Sergei Loznitsa, sa Colonie (2001) nous le révèle, travaille la terre. Il fait pousser les morts plutôt que les patates, exhumant les crimes ancestraux au lieu de racines comestibles. Il est un cinéaste de l’indigeste.
Cronenberg, Haneke, Tanrantino et les Coen, en contempteurs de la violence du monde contemporain, peuvent aller se rhabiller : Loznitsa est déjà à poil. Son film My joy miniaturise les tentatives d’Histoire de la violence des pieux hollywoodiens, obsolétise le malaise-malin d’Haneke, fait de l’absurdité coenienne une boutade, et du dialogue tarantinesque un non-événement cartésien.
My joy est un western de l’est, un road-movie stalkerien, un voyage dans le temps et la psyché d’un pays, un recueil de légendes d’aujourd’hui aux racines ancestrales. Légendes au sens William T. Volmannien du terme : ce qui fait monstre sans corne ni feu craché. Nulle figure imposée, les cadavres sont frais, les fantômes très contemporains.
Peu de réjouissances en somme, si ce n’est celle de la somme, du délire dans lequel on se laisse entraîner à partir de la scène du marché où les visages tanguent (comme la caméra de Loznitsa, montée sur ressorts mous, semblant chavirer, bercée par un flux de source très lointaine). Cette scène confirme l’extraordinaire talent de portraitiste du cinéaste, et sa capacité à faire naître dans l’atmosphère une menace avec rien. On reçoit chaque visage comme le présage de quelque chose d’imminent (voire quelque chose de déjà trop tard). A partir de cette scène, on est ailleurs - à la fois ailleurs et absolument là, embarqué dans ce là qu’on pensait pouvoir ignorer. Ce n’est pas un cinéma de petit malin.
Le film est construit comme un recueil de nouvelles sans pages blanches ni titres pour les distinguer. Imbriquées les unes dans les autres, les nouvelles semblent prises dans une continuité filmique – une continuité de parole : My Joy est un film parlant, râlant, rageant, maugréant, crachant, hurlant. Et puis rieur aussi. De ce rire épouvantable a dû naître le titre du film. My Joy, My Pleasure, mon œil.
Il va pouvoir être haï largement, rejeté, ignoré. Mais il semble être là pour ça. Etre cette chose qu’on ne saurait voir. Loznitsa entend bien dire absolument ce qu’il a à dire, sans rien concéder. Le titre est son pied de nez. Provocation, mais au sens de défi, d’honneur à conserver, de rien à perdre, d’impossibilité de faire autrement.

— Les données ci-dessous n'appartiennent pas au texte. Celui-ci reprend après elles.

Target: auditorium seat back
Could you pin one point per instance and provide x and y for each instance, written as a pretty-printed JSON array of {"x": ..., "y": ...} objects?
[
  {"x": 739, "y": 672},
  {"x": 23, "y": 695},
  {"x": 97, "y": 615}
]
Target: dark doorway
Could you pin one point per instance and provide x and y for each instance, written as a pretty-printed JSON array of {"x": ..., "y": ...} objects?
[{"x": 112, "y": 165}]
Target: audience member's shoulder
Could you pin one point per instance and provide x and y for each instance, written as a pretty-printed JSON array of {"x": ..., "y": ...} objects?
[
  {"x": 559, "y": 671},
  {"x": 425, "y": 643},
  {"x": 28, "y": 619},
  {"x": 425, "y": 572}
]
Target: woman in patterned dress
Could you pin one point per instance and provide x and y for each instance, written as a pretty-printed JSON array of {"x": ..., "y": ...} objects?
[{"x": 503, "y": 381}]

Il faudrait aussi parler de la beauté plastique du film, de ses cadrages époustouflants, de sa puissance esthétique. L’image de My Joy est épaisse, dense, profonde, opaque, matérielle. On ne voit pas au travers, on voit dedans. Elle est presque sans hors-champ (ce qu’on voit suffit largement), mais elle semble stratifiée – mille couches de gravats et de sédiments à son fondement, tordues, pesantes, s’écrasant. La nuit de My Joy est un torrent, et le jour un désert. La route un horizon, le paysage une caverne. La lumière un temps, la neige un poids.